Given the importance of accurate colors for printing work, we need to adjust the desired Delta E scale. A Delta E of less than 1.0 is definitely the goal here, and 1.0 to 2.0 is merely acceptable. Scores above 2.0 generally mean a display is not fit for printing professionals.
At the reduced brightness setting used in this test, the Samsung 245T doesn't score as well as it does in other areas. In fact, it's technically the worst LCD we've tested so far -- at least in terms of raw score -- when it comes to calibrating the display for print work. Considering that all of the displays do reasonably well in this test, however, this probably isn't a big enough concern that we would strongly recommend a different display, other than one of the 30" LCDs on the market. Whether it's their use of S-IPS panels or something else, we can't say, but the 30" LCDs that we've tested have the lowest Delta E scores of any of the monitors.
We like to think that after spending over $600 on a 24" LCD, users will get a high-quality experience. That may not always be the case, but at least with the Samsung 245T we have no qualms with recommending it as a very good 24" LCD. Perhaps a better recommendation however would be to try and purchase a 24" LCD that comes with a Samsung S-PVA panel; all of the LCDs we've tested that have Samsung panels perform admirably, with the deciding factors generally being a personal preference -- external appearance, extra features, or more likely price.
The Samsung 245T has an MSRP of $799. At that price, we have to admit that it would be very difficult for us to recommend this particular LCD over some of the competition. Thankfully, a quick look online shows that prices are much more reasonable, and quite a few resellers carry the LCD for under $700 -- some as low as $630. That price is definitely higher than what we see on some of the budget 24" LCDs, but then many of those LCDs use TN panels
There are a few areas where the 245T falls short. Perhaps the biggest flaw is the support for resolution scaling. If you predominantly use 16:10 or 4:3 aspect ratios, you should be okay, but any 16:9 sources will end up slightly distorted when using the digital inputs; however, analog inputs are better on aspect ratio support. This isn't a big enough problem that we would go so far as recommending against using the 245T, and truthfully there are plenty of users that will never know the difference; still, there are other LCDs that offer better scaling options. Dell's 2407WFP and Gateway's FPD2485W are two examples, and there are certainly others.
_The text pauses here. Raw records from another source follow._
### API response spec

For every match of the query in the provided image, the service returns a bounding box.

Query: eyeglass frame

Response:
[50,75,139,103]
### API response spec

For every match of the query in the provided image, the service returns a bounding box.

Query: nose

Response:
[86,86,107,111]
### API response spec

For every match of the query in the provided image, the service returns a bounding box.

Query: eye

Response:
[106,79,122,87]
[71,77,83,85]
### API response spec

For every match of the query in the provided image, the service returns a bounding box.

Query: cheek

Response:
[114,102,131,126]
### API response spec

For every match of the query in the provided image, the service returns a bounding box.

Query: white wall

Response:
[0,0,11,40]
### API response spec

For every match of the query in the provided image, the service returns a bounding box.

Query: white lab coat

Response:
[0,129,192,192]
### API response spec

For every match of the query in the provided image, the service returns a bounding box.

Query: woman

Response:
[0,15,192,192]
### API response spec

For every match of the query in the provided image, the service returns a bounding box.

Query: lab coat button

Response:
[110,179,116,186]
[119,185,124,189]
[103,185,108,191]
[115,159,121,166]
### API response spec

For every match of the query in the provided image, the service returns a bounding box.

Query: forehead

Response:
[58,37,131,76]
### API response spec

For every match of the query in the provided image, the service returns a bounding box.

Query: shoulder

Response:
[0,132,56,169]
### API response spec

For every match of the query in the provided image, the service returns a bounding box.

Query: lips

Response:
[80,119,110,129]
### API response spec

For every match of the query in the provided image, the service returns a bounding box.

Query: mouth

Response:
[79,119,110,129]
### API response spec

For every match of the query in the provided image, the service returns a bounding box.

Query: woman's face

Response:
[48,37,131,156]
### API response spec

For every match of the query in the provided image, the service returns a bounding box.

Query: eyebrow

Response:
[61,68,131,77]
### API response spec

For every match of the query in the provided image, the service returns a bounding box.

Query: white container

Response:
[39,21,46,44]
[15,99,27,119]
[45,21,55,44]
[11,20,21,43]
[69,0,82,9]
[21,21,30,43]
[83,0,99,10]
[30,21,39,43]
There are many people that seem to think 24" LCDs are "too large", but after purchasing a 2405FPW three years ago I have never regretted the decision. In fact, I even took the next step and upgraded to a 30" LCD 18 months later. The cost of 30" LCDs is still relatively prohibitive, but when you think about how many hours you spend a day staring at your computer screen, we definitely wouldn't skimp on this important peripheral. We feel 24" LCDs are now the sweet spot for computer displays, and with prices ranging from $300-$700, they're more affordable than ever before. The Samsung 245T comes in at the higher end of that range, and it's still not perfect, but if quality is a primary consideration, you could do far worse.
If you're not in a big hurry to upgrade your display right now, we should also mention that there are a few other companies launching new displays in the near future. We can't talk performance or features yet, and we're not expecting any quantum leaps in overall quality to occur; still, waiting to see what other companies come out with won't hurt. One thing is certain: this isn't the only LCD we're going to see released this year with this particular Samsung S-PVA panel.